I come from serious gardeners on both sides, believe it or not.  Both of my grandfathers had garden land that was probably bigger than my current lot size, house and all.  My mother LOVES to garden, and both of my siblings are into it as well.

And then there’s me.

Gardening isn’t the only gene that got used up before I came along, but it may be the most practical one.  I’m a fan of eating from the garden, of course, but I stink at proactively planning it, planting it, and sustaining it.  I want to be good at it, yes, but I don’t want to actually put in the work.  I’m not proud of this, you understand, but I’ve accepted it about myself.  (I still try, of course, because GARDEN TOMATOES, but my efforts fall far short of what they could be.)

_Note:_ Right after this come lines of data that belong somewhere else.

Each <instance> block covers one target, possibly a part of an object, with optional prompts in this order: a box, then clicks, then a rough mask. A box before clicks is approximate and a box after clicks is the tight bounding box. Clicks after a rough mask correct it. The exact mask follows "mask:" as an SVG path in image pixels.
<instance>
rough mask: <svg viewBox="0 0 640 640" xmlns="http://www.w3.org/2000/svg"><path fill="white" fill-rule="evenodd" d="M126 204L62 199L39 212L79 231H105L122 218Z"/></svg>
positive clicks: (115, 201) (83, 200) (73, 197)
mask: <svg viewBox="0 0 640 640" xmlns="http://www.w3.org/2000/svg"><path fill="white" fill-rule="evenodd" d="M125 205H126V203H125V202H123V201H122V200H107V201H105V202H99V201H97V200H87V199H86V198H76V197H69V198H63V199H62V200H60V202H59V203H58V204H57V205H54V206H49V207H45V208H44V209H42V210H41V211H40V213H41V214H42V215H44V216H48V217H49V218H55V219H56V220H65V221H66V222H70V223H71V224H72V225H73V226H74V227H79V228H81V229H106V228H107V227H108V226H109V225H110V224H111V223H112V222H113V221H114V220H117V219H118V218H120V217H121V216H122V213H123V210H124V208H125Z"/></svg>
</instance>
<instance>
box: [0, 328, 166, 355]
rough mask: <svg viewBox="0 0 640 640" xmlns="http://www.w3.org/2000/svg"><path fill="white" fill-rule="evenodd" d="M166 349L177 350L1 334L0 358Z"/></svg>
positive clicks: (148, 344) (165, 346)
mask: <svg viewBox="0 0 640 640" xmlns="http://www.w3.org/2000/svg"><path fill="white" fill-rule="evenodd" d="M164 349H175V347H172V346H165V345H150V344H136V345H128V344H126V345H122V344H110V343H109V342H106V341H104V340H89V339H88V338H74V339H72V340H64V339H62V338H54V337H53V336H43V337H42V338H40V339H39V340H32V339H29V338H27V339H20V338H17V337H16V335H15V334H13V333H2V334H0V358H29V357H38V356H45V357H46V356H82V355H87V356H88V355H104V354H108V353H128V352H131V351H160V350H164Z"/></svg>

What does this have to do with baseball, you ask?  Simple.  While I find watching a baseball game to be a dull prospect in the extreme–sorry, Zach!–I’m perfectly happy reading fiction about it, and it’s the same with gardening.  Abbi Waxman’s The Garden of Small Beginnings had me hooked from the beginning, and the gardening tips were every bit as engaging as the rest of it.  Lili’s grief was compelling and real, and yet the book had me laughing more than anything else; Waxman’s snarky, spot-on comments about life and parenthood were priceless.  I cared about the cast of characters, too, although there were perhaps more similarities among them than there was meant to be.  I’ve always loved stories about pulling through the hard patches of life, and this book had that in spades.  If it weren’t for the language I’d be shoving it into the hands of every parent I met, because it really was that funny-yet-thoughtful, but the number of F-words and the several instances of higher-level religious profanity made me wince.  This was likely worse because it was an audiobook, but still.  I know that a disturbing number of people in this word do drop the F-word with a frightening casualness, but I don’t like hearing it.  Couldn’t we all be a little more creative in our vocabulary choices?

Anyway.  If you can deal with the language, this is a take on parenting, grief, and growth (all kinds, including vegetable!) that got me from the beginning.  I just wish I’d stuck with the advanced print copy I won, instead of grabbing the audio so that I could listen while I exercised and did housework.